As another Hatzalah volunteer from America, Zalman Cohen put it, “Generally, first responders go about doing our business, even in the middle of the night, without people being aware of it. At that time of the day, the lights, sirens, and pomp, aka “the glory” are irrelevant. Trust me, the next morning when you wake up tired and sore, glory is the furthest thing from your mind. Remember, we are not paid crews. We are simply your brother, neighbor or friend who give our all to make sure you are in good hands.” That was indeed Effi.
The brotherhood of Hatzalah members from around the world has rallied around the United Hatzalah family in mourning the loss of our of their own. LODD (Line Of Duty Deaths) are truly one of the most traumatic experiences for any emergency response organization. United Hatzalah’s Pyschotrauma and Crisis Response Unit has been in high gear since the tragedy and will continue to do so as long as the needs are being identified within the United Hatzalah family. One of the keystones of the unit’s philosophy is resilience through unity. Connecting people who are suffering from traumatic loss with a social/family network of support is critical. Hatzalah members worldwide have taken numerous steps to express their support. Many have posted photos, changed icons or shared comments on social media. Some have posted donations and additional words of support on the fundraising campaign. https://thechesedfund.com/cause/help-the-family-of-hatzlah-member-effi-gadassi . Numerous Hatzalah organizations and individuals have dedicated their ongoing lifesaving efforts in memory of Effi. Whether the support has been social, financial or spiritual it has been encouraging and beneficial.

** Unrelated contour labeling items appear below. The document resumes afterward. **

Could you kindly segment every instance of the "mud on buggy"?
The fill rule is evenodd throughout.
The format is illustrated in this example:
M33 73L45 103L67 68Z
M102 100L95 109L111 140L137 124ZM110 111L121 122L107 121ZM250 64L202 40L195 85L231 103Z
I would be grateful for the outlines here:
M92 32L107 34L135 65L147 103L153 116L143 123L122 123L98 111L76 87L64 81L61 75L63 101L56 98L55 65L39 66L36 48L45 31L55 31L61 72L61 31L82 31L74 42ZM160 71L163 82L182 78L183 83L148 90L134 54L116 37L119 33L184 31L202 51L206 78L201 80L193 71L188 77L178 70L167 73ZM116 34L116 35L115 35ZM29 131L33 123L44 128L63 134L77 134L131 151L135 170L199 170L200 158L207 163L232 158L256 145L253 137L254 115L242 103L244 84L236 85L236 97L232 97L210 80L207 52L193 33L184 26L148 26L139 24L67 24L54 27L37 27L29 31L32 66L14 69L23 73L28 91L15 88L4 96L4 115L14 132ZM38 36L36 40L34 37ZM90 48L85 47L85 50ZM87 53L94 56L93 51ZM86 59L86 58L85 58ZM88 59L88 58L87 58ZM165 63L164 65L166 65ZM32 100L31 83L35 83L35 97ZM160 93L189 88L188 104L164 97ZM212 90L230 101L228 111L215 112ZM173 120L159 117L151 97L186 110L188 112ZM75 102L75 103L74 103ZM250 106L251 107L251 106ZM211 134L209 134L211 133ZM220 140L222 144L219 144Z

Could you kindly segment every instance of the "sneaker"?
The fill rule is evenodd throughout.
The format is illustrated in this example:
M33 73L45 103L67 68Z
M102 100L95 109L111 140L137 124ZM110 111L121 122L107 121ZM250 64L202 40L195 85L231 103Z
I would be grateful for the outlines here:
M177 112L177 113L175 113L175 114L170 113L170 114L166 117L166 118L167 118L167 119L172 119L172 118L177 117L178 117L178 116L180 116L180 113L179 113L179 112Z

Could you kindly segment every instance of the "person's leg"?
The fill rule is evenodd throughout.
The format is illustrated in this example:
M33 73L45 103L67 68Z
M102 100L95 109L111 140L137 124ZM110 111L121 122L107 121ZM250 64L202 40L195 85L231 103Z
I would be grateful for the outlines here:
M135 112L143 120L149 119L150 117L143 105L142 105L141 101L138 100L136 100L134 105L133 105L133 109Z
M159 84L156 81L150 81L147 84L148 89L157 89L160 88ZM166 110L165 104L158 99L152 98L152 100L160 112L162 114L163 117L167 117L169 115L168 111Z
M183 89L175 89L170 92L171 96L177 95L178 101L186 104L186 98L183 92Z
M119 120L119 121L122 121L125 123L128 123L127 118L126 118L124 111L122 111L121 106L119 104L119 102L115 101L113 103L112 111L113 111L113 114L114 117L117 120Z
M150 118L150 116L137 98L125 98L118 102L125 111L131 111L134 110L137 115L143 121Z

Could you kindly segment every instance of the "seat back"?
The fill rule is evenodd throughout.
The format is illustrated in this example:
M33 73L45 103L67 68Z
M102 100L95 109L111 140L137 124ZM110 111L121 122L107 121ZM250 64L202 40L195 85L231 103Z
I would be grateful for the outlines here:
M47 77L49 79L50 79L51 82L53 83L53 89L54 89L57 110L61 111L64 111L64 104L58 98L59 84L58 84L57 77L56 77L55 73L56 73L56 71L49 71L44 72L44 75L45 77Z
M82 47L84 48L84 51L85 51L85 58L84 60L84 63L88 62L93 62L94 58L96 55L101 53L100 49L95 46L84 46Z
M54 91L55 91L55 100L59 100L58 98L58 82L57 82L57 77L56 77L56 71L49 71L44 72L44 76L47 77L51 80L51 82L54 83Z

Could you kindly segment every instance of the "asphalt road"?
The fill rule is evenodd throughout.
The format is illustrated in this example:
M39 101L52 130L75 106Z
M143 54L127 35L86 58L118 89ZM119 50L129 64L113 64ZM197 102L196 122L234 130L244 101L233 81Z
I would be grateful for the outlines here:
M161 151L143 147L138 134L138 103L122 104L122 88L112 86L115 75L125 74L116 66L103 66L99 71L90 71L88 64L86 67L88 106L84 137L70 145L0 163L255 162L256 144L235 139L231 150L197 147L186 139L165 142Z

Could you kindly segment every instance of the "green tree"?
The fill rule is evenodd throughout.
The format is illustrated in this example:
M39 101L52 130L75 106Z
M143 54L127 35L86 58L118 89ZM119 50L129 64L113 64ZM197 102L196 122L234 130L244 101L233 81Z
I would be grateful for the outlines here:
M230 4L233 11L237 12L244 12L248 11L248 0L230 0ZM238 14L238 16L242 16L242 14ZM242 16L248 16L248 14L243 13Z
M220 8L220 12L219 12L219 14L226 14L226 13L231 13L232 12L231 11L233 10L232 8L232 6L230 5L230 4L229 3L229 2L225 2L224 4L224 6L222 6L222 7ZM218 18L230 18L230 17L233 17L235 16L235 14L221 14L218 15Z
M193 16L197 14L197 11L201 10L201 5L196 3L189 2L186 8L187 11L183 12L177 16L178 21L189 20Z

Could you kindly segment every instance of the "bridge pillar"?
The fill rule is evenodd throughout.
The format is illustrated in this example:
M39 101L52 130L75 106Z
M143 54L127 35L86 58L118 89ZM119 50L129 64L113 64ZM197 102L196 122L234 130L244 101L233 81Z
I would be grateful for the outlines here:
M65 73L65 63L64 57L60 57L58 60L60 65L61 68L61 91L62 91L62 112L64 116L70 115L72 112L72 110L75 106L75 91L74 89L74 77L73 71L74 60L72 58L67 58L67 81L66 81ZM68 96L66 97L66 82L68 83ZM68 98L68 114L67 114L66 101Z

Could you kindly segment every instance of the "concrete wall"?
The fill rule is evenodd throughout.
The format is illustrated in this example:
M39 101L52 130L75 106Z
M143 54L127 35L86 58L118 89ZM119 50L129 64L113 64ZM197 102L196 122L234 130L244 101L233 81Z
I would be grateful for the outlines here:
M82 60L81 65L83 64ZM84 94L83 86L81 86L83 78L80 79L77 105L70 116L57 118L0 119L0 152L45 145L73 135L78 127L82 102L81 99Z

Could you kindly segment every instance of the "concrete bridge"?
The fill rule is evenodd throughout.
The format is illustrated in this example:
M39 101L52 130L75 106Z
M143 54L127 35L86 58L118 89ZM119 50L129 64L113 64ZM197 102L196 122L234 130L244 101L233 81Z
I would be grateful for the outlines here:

People can always question how or why something happened. However, as someone who has put on the vest of a first responder and gone out in the middle of the night to answer the call of those in need of help, I look at this incident and see the truest sense of loss. But I also see a reason to be thankful. We should be thankful to those like Effi, and the thousands of other responders all over the world, regardless of their organizational affiliations, who put their lives on hold, and even risk injury to life and limb in order to help others. As Mr. Cohen said so eloquently, there are Hatzalah volunteers around the globe from Mexico to Moscow, Johannesburg to Jerusalem, Toronto to Miami” and there are responders of other organizations as well, the police, the fire and rescue teams, ambulance services, and outside of Israel regular EMS responders. Perhaps this incident will give us all pause so that we may reflect on the hundreds of thousands of responses that occur yearly, many of them in the middle of cold and bitter nights. First responders head out to save lives while others are sleeping comfortably, blissfully unaware.
To quote Zalman one more time, “Let this tragedy remind us all how fragile life is. Let it remind us who we all are. We have families, jobs, and commitments but let nothing stand in the way when someone else is in pain.” As first responders, we know the risks. We just hope and pray that none of our brothers or sisters will ever have to pay that price ever again. Let us do what we do best – unite in the goal of lifesaving and work to make sure that Effi’s sacrifice and memory will never be forgotten.